The response from the national media has been positive but the majority of the fan base was surprised. You’re not going to hire everybody’s first choice in any coaching search but many thought the same reasons that made former Texas Tech coach Mike Leach an unlikely candidate would also eliminate Rodriguez from serious consideration.
The violations took place during both of Rodriguez’s high-profile jobs and can’t be ignored. You can read about what happened at West Virginia here and here. The Michigan summary is here and the full NCAA report is here.
Are they not that bad? There was nothing involving money to players or academic fraud. Can you live with them? Greg Byrne decided he could and the Rich Rod era is under way.
Now the bottom line is – as with any coaching hire – can he win football games at Arizona?

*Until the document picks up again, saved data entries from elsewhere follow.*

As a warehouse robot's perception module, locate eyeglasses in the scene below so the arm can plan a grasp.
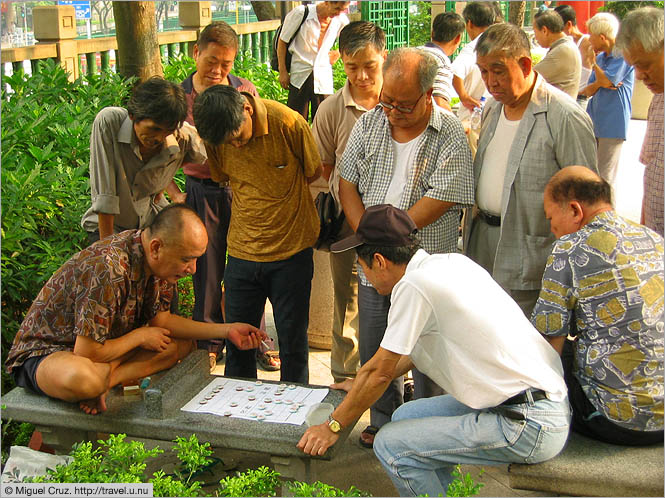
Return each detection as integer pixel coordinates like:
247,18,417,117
379,90,425,114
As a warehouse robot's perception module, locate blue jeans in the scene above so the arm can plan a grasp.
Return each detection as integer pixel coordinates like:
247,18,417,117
374,394,570,496
224,248,314,384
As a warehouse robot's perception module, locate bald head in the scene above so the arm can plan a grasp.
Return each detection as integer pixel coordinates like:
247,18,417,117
545,166,612,206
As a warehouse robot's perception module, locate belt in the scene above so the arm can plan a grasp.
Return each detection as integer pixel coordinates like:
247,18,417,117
187,175,229,188
499,389,547,406
478,210,501,227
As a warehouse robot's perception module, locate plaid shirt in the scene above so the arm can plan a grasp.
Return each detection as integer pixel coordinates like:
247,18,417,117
640,93,664,235
340,102,474,285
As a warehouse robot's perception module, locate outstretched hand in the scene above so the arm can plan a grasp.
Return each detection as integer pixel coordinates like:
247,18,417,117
296,423,339,456
228,323,268,349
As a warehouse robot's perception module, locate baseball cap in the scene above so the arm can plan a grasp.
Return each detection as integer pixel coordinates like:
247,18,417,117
330,204,418,253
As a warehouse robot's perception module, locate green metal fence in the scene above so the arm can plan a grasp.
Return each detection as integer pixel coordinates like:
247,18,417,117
360,2,409,50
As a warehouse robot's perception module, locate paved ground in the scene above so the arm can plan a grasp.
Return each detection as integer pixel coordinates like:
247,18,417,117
145,121,646,496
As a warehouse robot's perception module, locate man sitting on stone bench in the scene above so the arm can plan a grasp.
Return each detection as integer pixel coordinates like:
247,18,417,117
298,204,570,496
532,166,663,445
6,204,266,414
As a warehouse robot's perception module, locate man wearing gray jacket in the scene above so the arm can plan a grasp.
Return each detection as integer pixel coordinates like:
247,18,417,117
465,24,597,316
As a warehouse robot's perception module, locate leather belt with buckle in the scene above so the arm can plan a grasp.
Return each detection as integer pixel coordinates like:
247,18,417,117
478,210,501,227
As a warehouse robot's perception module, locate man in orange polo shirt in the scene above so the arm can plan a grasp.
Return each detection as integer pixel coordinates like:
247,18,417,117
194,85,322,383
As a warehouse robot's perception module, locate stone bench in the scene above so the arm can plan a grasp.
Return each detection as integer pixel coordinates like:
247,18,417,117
0,350,353,482
508,432,664,496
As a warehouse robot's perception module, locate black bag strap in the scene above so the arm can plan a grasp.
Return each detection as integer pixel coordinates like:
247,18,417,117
286,5,309,48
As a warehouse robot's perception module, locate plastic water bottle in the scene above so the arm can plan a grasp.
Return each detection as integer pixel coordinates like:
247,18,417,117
470,97,485,131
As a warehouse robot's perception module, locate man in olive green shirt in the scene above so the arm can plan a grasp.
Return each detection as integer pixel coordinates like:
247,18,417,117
194,85,322,383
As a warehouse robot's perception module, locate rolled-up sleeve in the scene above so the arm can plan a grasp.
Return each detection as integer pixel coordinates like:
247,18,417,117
90,110,120,214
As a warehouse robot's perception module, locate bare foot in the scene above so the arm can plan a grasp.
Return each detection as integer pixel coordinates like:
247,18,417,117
79,391,108,415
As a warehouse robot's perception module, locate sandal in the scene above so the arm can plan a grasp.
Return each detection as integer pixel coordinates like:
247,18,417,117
256,351,282,372
358,425,379,449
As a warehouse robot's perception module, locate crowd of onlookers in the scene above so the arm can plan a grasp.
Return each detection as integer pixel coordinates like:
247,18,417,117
7,2,664,495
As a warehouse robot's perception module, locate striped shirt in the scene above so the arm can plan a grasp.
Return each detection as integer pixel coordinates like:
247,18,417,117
419,42,457,103
341,106,474,285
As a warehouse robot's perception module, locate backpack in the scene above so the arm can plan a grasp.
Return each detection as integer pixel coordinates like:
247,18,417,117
270,5,309,72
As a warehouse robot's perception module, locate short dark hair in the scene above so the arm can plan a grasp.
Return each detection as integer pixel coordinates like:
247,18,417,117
356,234,421,268
533,9,563,33
339,21,386,55
146,202,203,244
462,2,496,28
432,12,464,43
547,176,612,205
192,85,246,145
196,21,238,52
476,23,531,59
554,5,577,26
127,76,187,130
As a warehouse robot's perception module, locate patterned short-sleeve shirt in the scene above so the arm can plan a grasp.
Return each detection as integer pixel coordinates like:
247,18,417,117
531,211,663,431
340,106,474,285
6,230,173,372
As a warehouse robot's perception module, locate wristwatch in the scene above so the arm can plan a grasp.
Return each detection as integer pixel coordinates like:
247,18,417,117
328,415,342,434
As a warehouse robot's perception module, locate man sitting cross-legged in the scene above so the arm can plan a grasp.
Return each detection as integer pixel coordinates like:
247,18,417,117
6,204,266,414
531,166,663,445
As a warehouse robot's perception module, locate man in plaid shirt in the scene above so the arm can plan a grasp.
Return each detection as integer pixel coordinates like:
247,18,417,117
339,48,474,447
616,7,665,235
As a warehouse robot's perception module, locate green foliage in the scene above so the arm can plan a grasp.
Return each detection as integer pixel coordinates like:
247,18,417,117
288,481,372,496
1,61,132,392
32,434,163,483
446,465,484,496
598,2,665,20
217,467,280,496
409,2,432,47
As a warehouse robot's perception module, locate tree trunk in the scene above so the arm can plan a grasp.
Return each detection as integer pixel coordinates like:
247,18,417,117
508,2,526,28
250,2,277,21
113,2,164,81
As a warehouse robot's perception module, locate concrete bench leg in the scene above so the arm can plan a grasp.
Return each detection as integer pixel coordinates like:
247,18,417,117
270,455,314,496
35,425,96,455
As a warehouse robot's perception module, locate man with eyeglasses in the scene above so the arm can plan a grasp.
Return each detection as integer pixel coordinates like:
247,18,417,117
339,48,473,446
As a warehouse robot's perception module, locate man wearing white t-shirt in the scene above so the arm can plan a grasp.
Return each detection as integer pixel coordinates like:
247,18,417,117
339,48,473,446
464,23,597,316
277,2,349,119
298,205,571,496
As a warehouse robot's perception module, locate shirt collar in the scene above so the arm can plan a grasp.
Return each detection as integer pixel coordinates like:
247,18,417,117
241,92,268,138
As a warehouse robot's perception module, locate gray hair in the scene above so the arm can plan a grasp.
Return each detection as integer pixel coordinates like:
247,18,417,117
476,23,531,59
586,12,619,40
383,47,439,93
616,7,664,52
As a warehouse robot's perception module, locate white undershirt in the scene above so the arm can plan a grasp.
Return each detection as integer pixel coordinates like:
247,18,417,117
384,133,422,208
477,108,520,216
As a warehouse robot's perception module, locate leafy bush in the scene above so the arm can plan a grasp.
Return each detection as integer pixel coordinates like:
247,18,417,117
1,61,132,392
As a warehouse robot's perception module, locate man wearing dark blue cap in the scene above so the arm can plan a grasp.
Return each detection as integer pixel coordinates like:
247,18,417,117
298,204,570,496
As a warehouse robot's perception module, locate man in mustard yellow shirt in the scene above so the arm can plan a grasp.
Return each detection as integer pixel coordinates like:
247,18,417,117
194,85,321,383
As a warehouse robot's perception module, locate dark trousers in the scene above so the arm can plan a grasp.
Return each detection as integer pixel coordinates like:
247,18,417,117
224,248,314,384
561,340,663,446
185,176,232,353
286,72,327,121
358,283,443,427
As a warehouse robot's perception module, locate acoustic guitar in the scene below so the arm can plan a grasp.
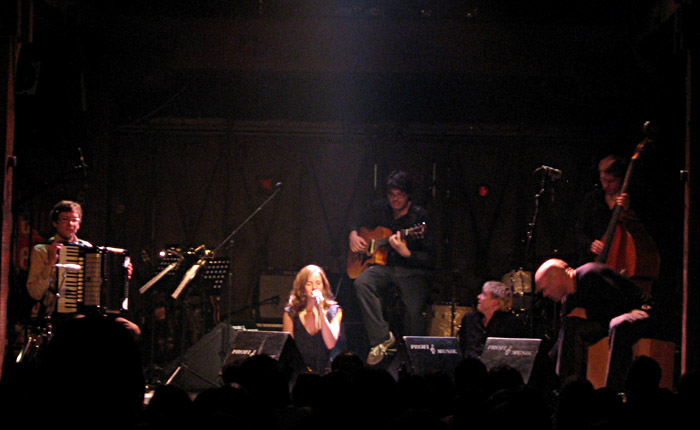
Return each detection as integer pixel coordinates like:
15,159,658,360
348,223,426,279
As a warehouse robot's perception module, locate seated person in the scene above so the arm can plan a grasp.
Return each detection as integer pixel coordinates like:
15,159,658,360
458,281,526,358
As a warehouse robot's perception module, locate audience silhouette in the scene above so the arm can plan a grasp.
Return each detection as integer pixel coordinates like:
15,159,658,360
6,317,700,430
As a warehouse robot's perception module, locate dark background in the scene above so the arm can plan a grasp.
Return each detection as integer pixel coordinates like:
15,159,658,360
3,0,694,372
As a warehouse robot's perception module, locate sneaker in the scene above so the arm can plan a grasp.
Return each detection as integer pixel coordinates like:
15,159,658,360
367,332,396,366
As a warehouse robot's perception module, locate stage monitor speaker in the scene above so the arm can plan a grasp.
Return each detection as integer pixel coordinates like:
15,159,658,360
221,331,306,385
255,272,296,322
166,323,235,392
481,337,542,384
388,336,462,379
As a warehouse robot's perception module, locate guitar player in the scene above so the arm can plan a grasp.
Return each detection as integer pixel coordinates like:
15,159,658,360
349,171,435,366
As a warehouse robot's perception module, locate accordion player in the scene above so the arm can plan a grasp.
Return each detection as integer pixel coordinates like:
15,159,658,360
54,243,129,315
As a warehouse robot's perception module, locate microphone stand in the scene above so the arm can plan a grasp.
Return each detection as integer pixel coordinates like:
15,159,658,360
525,169,551,336
213,182,282,363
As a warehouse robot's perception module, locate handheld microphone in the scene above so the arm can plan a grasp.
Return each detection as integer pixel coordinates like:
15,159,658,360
311,290,323,305
54,263,82,272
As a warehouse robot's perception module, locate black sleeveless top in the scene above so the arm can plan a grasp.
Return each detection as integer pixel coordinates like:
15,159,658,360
284,305,340,375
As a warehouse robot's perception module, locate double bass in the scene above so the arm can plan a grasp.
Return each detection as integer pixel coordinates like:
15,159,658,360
596,122,661,294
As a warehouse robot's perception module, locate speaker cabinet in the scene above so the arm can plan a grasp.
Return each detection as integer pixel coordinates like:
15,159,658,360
388,336,462,378
221,330,305,385
166,323,234,392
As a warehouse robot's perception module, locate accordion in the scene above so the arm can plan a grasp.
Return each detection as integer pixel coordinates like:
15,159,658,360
56,243,129,314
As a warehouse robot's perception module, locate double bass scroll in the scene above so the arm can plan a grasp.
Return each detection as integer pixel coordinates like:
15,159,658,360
596,122,661,293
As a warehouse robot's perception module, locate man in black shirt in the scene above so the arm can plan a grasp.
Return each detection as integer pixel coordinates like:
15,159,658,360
535,259,652,392
349,171,435,365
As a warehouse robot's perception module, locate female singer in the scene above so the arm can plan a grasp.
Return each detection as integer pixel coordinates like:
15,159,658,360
282,265,343,374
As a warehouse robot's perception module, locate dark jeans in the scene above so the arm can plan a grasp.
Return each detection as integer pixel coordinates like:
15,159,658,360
354,265,430,346
553,317,649,392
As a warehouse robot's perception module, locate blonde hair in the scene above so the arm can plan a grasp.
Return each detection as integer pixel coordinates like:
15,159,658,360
481,281,513,311
289,264,336,315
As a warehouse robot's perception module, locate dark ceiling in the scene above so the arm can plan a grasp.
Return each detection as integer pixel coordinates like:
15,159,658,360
6,0,683,133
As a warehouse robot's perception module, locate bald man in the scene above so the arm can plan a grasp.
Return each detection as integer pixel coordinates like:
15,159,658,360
535,259,652,392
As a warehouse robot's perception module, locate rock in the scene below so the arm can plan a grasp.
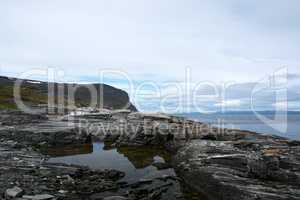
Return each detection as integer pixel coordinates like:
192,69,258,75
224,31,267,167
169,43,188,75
152,162,172,170
5,187,24,198
103,196,127,200
174,139,300,200
22,194,55,200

I look at it the same way I considered Leach. If Rodriguez was still at West Virginia he would be in the “tremendous hire but no chance he comes to Arizona” group. Alabama found out the same thing at the time.
When you look at the Michigan fiasco you certainly see the culture clash and can understand why generations of Wolverine fans would revolt after witnessing losing seasons for the first time in decades. But this wasn’t a John Mackovic situation where a guy followed up each season with a new low. Michigan’s record went from 3-9 to 5-7 to 7-6 in Rodriguez’s three years and his players (including the mesmerizing Denard Robinson) are 9-2 in Brady Hoke‘s first season.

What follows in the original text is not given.